"Ideas, in a sense, are overrated. Of course, you need good ones, but at this point in our supersaturated culture, precious few are so novel that nobody else has ever thought of them before. It's really about where you take the idea, and how committed you are to solving the endless problems that come up in the execution." - Hugo Lindgren, "Be Wrong as Fast as You Can", New York Times Magazine, Jan. 6, 2013 (italics mine)
Writers get asked where they get their ideas all the time. I confess I find this rather frustrating, because it implies that once you've got an idea for a story, the hard part's over.
I wish.
As Mr. Lindgren notes, you still have to develop the idea as uniquely as you can, as well as deal with the "endless problems" that come up as you write. For instance, a dramatic plot twist that sounded cool when you first got the idea eventually backs your characters into a corner with no way out (at least, not one that's believable). Or something appears in dialogue from you-don't-know-where-in-your-subconscious that takes your character in a new, exciting direction but that also requires a major rewrite to earlier chapters. And those are just two of the possibilities.

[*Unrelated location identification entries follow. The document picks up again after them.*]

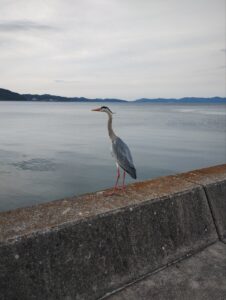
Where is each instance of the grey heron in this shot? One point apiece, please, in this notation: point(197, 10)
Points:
point(120, 151)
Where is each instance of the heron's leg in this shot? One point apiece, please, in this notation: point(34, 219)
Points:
point(117, 178)
point(123, 182)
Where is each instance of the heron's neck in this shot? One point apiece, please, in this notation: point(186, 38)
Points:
point(111, 133)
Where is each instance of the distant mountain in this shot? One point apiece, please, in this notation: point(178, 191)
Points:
point(53, 98)
point(6, 95)
point(182, 100)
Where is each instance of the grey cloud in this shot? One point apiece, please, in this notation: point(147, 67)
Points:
point(66, 81)
point(23, 25)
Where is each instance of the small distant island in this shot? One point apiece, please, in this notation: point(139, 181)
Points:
point(7, 95)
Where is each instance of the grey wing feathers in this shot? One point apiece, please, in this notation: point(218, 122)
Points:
point(123, 156)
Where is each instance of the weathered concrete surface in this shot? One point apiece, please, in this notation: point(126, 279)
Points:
point(200, 277)
point(84, 247)
point(213, 180)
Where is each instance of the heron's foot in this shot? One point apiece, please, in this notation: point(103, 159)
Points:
point(116, 191)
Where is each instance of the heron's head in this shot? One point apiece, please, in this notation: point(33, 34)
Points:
point(103, 109)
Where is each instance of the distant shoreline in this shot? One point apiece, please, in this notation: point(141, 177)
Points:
point(7, 95)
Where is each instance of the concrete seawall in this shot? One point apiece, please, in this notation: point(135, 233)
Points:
point(88, 246)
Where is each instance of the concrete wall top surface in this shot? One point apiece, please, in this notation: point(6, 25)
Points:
point(43, 217)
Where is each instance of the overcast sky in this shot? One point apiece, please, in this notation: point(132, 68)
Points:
point(124, 49)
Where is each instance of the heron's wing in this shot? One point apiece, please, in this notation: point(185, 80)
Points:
point(123, 156)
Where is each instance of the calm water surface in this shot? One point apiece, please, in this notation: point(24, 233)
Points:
point(54, 150)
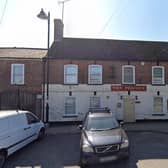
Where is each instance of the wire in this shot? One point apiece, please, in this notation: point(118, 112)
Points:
point(116, 13)
point(3, 12)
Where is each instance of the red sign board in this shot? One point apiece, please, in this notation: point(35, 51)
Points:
point(128, 88)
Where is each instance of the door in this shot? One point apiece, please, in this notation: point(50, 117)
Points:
point(33, 126)
point(17, 134)
point(129, 109)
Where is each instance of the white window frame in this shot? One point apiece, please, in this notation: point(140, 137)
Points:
point(74, 99)
point(157, 80)
point(99, 75)
point(154, 105)
point(70, 74)
point(123, 75)
point(12, 74)
point(95, 97)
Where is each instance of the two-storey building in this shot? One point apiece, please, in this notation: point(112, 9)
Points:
point(128, 77)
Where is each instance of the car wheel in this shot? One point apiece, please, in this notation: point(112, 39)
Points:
point(2, 158)
point(41, 134)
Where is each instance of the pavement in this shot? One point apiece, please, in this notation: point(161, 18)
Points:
point(159, 126)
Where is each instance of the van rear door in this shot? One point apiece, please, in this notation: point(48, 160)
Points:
point(17, 132)
point(34, 125)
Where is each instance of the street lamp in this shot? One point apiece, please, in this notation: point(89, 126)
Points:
point(44, 16)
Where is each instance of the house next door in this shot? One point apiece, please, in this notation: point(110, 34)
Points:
point(129, 109)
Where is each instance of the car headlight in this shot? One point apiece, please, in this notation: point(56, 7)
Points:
point(125, 143)
point(86, 147)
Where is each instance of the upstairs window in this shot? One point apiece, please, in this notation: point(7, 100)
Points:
point(158, 77)
point(70, 74)
point(128, 74)
point(95, 74)
point(95, 102)
point(17, 74)
point(70, 106)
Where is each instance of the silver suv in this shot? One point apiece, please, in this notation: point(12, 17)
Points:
point(102, 138)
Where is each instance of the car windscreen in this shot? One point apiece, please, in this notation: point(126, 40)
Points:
point(101, 123)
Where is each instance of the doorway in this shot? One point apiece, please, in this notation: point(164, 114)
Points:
point(129, 109)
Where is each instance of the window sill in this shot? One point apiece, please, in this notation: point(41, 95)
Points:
point(70, 116)
point(158, 84)
point(158, 114)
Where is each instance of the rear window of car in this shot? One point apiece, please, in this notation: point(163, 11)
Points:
point(101, 123)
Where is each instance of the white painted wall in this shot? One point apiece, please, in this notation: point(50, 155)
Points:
point(112, 100)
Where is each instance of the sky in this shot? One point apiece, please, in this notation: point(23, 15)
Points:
point(101, 19)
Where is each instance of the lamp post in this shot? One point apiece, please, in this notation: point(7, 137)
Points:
point(44, 16)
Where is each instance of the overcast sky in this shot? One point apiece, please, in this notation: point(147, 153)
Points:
point(110, 19)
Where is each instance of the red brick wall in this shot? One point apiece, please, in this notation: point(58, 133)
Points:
point(112, 71)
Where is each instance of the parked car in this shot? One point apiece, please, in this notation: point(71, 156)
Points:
point(17, 129)
point(102, 138)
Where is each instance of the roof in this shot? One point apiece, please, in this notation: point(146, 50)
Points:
point(6, 113)
point(105, 49)
point(22, 53)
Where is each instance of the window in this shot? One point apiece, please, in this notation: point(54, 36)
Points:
point(158, 104)
point(94, 102)
point(158, 76)
point(128, 74)
point(17, 74)
point(70, 106)
point(95, 74)
point(70, 74)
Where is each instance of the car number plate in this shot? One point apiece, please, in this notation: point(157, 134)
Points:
point(108, 158)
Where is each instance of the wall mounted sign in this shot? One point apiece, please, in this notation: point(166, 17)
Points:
point(128, 88)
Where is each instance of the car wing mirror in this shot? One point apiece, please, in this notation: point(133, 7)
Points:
point(80, 127)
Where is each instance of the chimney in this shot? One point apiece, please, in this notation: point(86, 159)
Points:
point(58, 29)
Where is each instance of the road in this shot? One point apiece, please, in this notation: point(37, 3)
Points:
point(62, 151)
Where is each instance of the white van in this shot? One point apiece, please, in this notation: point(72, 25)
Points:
point(18, 128)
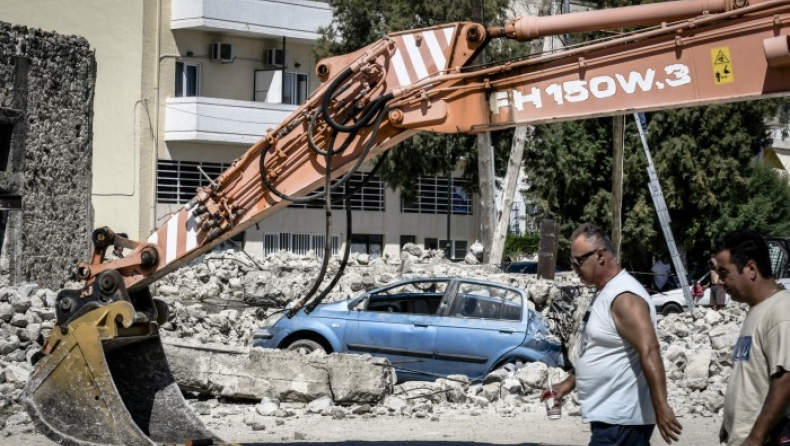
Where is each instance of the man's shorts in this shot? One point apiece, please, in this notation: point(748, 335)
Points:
point(604, 434)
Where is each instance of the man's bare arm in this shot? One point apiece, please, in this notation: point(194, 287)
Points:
point(631, 316)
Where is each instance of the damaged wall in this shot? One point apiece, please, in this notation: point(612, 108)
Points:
point(46, 112)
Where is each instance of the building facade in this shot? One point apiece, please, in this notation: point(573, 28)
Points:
point(184, 87)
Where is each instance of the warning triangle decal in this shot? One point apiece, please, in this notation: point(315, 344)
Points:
point(721, 59)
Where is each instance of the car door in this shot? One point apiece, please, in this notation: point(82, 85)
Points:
point(397, 323)
point(483, 323)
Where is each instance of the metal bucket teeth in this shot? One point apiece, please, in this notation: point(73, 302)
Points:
point(99, 388)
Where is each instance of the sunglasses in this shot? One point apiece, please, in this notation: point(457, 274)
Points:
point(577, 261)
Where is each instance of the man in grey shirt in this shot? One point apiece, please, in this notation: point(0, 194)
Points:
point(619, 374)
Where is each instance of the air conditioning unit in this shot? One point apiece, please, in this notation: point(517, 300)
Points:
point(274, 56)
point(222, 52)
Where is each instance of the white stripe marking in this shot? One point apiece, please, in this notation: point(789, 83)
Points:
point(172, 238)
point(192, 228)
point(415, 57)
point(448, 33)
point(436, 50)
point(400, 68)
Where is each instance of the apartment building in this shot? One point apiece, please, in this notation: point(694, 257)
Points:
point(184, 87)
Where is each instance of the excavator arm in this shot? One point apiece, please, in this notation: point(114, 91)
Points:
point(688, 52)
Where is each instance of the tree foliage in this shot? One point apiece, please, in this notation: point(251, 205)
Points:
point(358, 23)
point(704, 159)
point(521, 244)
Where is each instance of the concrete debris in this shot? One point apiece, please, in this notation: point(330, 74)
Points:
point(217, 302)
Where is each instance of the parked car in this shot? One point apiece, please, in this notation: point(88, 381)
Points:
point(673, 301)
point(427, 328)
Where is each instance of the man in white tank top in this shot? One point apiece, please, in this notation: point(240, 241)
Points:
point(619, 374)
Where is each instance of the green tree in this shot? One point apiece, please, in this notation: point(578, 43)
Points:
point(704, 160)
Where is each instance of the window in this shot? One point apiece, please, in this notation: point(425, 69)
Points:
point(487, 302)
point(371, 244)
point(187, 79)
point(369, 198)
point(295, 88)
point(431, 197)
point(457, 248)
point(177, 181)
point(298, 243)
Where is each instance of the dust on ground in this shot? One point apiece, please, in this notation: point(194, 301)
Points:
point(450, 427)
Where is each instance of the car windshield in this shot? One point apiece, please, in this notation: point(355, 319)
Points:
point(486, 302)
point(416, 297)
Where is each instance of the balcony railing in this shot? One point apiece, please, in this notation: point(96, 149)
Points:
point(295, 19)
point(211, 120)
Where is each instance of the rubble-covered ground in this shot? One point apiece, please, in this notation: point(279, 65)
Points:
point(224, 296)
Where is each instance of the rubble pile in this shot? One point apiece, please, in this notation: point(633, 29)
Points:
point(224, 298)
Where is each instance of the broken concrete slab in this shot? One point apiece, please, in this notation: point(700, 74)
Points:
point(255, 373)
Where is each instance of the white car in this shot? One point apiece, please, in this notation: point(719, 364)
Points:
point(673, 301)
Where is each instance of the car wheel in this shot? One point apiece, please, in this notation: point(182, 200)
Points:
point(306, 347)
point(671, 308)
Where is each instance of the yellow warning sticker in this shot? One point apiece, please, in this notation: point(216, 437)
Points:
point(722, 65)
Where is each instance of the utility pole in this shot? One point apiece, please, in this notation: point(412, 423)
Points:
point(663, 214)
point(618, 144)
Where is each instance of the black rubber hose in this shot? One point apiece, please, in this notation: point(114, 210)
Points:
point(377, 106)
point(343, 179)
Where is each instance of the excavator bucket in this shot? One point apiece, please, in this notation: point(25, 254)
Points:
point(106, 381)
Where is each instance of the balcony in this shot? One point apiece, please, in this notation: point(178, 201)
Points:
point(211, 120)
point(294, 19)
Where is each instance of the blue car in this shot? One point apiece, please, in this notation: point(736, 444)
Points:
point(427, 328)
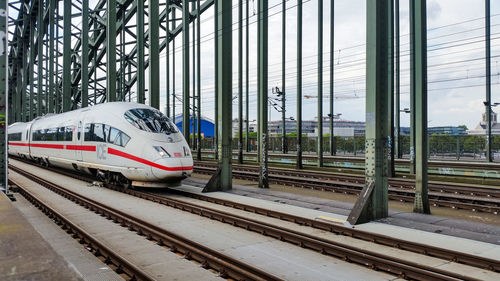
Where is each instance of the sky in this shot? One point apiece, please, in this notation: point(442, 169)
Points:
point(456, 73)
point(456, 59)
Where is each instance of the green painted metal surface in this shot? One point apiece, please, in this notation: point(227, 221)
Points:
point(225, 90)
point(377, 57)
point(262, 90)
point(419, 40)
point(154, 54)
point(111, 51)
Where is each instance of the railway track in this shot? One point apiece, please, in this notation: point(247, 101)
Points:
point(377, 261)
point(440, 195)
point(228, 267)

To put it another way, ideas are easy, it's the writing that's hard.
But to quote from A League of Their Own, "It's the hard that makes it great." Because when you've made it from initial idea to finished novel or story or article, it's all yours, baby. You did it, and you alone. You got the idea, you did the work, you finished your book. Whether or not it gets published, you've done something thousands of people with "a great idea" - or, more sadly, no ideas at all - only ever talk about, and that's definitely a cause for celebration.